It’s a good time for a little historical review. In 2012 south of the border, the Obama administration poured massive subsidies into companies peddling green tech, only to see a vast swath go belly up including Solyndra, would-be maker of advanced solar panels, which failed so spectacularly CNN called the company the “poster child for well-meaning government policy gone bad.”

One might think that such a spectacular failure might have served as a cautionary tale for today’s politicians. But one would be wrong. Even as the EV transition slammed into stiff headwinds, the Trudeau government and Ontario’s Ford government poured $5 billion in subsidies into Honda to build an EV battery plant and manufacture EVs in Ontario. That “investment” came on top of a long list of other “investments” including $15 billion for Stellantis and LG Energy Solution; $13 billion for Volkswagen (or $16.3 billion, per the Parliamentary Budget Officer), a combined $4.24 billion (federal/Quebec split) to Northvolt, a Swedish battery maker, and a combined $644 million (federal/Quebec split) to Ford Motor Company to build a cathode manufacturing plant in Quebec.

How’s all that working out? Not great.

“Projects announced for Canada’s EV supply chain are in various states of operation, and many remain years away from production,” notes automotive/natural resource reporter Gabriel Friedman, writing in the Financial Post. “Of the four multibillion-dollar battery cell manufacturing plants announced for Canada, only one—a joint venture known as NextStar Energy Inc. between South Korea’s LG Energy Solution Ltd. and European automaker Stellantis NV—progressed into even the construction phase.”

In 2023, Volkswagen said it would invest $7 billion by 2030 to build a battery cell manufacturing complex in St. Thomas, Ontario. However, Friedman notes “construction of the VW plant is not scheduled to begin until this spring [2025] and initial cell production will not begin for years.” Or ever, if Donald Trump’s pledge to end U.S. government support for a broad EV transition comes to pass.

In the meantime, other elements of Canada’s “clean tech” future are also in doubt.
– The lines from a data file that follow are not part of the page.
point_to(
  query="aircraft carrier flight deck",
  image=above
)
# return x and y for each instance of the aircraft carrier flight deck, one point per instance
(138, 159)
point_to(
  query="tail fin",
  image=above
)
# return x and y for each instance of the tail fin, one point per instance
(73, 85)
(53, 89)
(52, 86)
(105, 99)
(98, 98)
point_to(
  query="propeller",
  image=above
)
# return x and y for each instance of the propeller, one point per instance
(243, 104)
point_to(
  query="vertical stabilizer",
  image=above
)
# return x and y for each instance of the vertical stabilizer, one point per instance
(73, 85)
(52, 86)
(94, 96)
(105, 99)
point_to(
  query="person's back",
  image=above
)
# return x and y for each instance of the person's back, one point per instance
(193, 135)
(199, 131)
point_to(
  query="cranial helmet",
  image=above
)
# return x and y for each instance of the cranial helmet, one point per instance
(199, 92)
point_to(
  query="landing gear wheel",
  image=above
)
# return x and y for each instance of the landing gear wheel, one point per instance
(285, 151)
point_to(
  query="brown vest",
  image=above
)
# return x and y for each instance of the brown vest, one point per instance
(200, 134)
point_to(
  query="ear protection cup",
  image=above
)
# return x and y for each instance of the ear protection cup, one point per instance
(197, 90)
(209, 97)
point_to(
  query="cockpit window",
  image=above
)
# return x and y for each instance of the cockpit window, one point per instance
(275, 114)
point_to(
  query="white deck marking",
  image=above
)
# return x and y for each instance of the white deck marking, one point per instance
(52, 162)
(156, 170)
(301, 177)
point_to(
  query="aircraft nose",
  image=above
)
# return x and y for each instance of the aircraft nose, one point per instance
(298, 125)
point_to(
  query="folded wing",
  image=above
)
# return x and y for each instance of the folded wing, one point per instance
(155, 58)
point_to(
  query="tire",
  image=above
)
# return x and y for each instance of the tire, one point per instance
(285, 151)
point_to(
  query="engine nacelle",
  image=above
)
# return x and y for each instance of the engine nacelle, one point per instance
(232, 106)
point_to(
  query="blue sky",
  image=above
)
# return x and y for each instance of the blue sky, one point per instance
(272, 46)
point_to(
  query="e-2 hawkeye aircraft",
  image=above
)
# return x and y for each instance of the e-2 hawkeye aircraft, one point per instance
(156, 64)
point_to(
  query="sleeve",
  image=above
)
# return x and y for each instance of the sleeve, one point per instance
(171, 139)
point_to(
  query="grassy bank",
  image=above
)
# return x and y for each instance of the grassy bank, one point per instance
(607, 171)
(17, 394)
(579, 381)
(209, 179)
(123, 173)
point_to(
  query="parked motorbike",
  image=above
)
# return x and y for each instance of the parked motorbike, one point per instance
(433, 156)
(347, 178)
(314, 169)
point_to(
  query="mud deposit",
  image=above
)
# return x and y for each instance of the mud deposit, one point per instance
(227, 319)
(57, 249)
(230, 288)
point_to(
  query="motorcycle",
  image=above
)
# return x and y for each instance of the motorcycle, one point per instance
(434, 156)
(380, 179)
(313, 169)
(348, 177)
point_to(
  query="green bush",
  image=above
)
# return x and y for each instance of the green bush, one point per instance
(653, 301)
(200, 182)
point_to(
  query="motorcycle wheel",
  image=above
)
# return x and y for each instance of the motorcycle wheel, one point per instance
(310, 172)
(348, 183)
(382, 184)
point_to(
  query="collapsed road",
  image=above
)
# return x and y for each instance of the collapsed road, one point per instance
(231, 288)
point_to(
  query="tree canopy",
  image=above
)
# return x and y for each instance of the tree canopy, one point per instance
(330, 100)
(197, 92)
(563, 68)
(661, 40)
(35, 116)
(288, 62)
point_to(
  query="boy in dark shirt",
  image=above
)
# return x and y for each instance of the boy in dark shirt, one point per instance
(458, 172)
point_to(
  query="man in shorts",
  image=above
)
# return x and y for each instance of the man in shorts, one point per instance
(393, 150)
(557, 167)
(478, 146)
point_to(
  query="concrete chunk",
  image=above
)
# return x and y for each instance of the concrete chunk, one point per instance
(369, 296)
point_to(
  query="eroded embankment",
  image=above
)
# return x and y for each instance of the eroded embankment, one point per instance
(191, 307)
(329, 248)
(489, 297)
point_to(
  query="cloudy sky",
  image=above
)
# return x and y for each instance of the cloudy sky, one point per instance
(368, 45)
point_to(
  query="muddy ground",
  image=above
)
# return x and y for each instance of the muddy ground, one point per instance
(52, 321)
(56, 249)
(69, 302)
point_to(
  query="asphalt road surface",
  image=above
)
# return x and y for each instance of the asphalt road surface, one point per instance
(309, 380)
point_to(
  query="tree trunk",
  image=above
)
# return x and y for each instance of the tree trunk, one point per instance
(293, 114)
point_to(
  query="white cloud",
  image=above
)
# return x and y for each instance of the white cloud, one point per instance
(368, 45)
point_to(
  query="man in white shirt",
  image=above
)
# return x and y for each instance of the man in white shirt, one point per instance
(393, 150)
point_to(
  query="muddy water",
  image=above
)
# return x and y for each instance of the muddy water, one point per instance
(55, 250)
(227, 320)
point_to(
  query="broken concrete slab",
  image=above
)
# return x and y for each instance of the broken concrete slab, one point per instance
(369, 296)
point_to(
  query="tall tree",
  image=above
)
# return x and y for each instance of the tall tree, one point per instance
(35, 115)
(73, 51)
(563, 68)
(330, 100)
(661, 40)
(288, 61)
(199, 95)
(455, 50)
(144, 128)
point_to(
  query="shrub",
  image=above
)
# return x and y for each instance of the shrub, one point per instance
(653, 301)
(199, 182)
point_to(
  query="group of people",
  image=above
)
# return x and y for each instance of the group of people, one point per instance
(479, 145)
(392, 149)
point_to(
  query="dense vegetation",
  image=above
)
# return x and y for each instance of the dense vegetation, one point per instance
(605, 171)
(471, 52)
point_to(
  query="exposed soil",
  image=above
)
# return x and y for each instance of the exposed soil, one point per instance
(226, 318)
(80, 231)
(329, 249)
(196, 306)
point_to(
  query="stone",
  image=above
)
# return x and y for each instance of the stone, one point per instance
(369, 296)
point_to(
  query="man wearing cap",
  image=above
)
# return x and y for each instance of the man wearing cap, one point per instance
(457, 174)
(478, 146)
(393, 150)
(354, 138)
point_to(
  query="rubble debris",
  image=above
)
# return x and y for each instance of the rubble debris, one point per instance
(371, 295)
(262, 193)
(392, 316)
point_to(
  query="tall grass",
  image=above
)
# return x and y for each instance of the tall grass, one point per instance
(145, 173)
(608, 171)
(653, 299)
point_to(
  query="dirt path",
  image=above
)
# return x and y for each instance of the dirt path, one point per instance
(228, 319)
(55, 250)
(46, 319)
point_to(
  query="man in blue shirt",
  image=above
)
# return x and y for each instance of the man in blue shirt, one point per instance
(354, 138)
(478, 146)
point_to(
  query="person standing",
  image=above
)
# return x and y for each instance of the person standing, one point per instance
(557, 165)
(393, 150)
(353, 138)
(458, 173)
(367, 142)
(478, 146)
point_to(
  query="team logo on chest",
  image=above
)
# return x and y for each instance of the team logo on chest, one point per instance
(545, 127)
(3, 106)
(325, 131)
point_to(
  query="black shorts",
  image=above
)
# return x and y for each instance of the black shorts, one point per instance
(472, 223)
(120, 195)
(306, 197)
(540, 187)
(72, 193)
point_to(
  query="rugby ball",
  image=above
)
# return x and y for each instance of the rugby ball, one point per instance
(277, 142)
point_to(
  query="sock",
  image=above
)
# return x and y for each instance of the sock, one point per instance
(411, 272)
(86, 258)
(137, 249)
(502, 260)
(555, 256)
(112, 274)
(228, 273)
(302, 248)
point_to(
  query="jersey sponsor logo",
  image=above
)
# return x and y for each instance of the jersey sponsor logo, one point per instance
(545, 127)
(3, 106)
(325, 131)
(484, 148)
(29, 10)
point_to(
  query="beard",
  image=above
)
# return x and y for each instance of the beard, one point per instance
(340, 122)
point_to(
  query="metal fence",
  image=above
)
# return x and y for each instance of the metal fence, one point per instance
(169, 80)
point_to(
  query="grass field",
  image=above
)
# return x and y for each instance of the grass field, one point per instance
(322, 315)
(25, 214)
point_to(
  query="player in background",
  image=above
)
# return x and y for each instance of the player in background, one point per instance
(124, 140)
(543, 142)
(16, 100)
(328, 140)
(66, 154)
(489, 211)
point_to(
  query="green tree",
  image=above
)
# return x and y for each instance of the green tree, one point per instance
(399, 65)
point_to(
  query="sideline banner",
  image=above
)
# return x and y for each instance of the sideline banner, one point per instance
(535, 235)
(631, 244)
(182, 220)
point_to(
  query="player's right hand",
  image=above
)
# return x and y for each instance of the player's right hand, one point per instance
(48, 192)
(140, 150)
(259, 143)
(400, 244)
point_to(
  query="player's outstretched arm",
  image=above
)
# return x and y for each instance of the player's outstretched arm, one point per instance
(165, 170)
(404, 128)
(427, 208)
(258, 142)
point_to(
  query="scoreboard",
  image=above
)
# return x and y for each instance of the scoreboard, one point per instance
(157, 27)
In December 2024, Saint-Jérome, Que.-based Lion Electric Co., which had received $100 million in provincial and government support to assemble batteries in Canada for electric school buses and trucks, said it would file for bankruptcy in the United States and creditor protection in Canada. And Ford Motor Company last summer scrapped its planned EV assembly plant in Oakville, Ontario—after $640 million in federal and provincial support.

And of course, there’s Canada’s own poster-child-of-clean-tech-subsidy failure, Northvolt. According to the CBC, the Swedish battery manufacturer, with plans to build a $7 billion factory in Quebec, has declared bankruptcy in Sweden, though Northvolt claims that its North American operations are “solvent.” That’s cold comfort to some Quebec policymakers: “We’re going to be losing hundreds of millions of dollars in a bet that our government in Quebec made on a poorly negotiated investment,” said Parti Québécois MNA Pascal Paradis.

Elections often bring about change. If the Carney government wants to change course and avoid more clean-tech calamities, it should pull the plug on the EV revolution and avoid any more electro-boondoggles.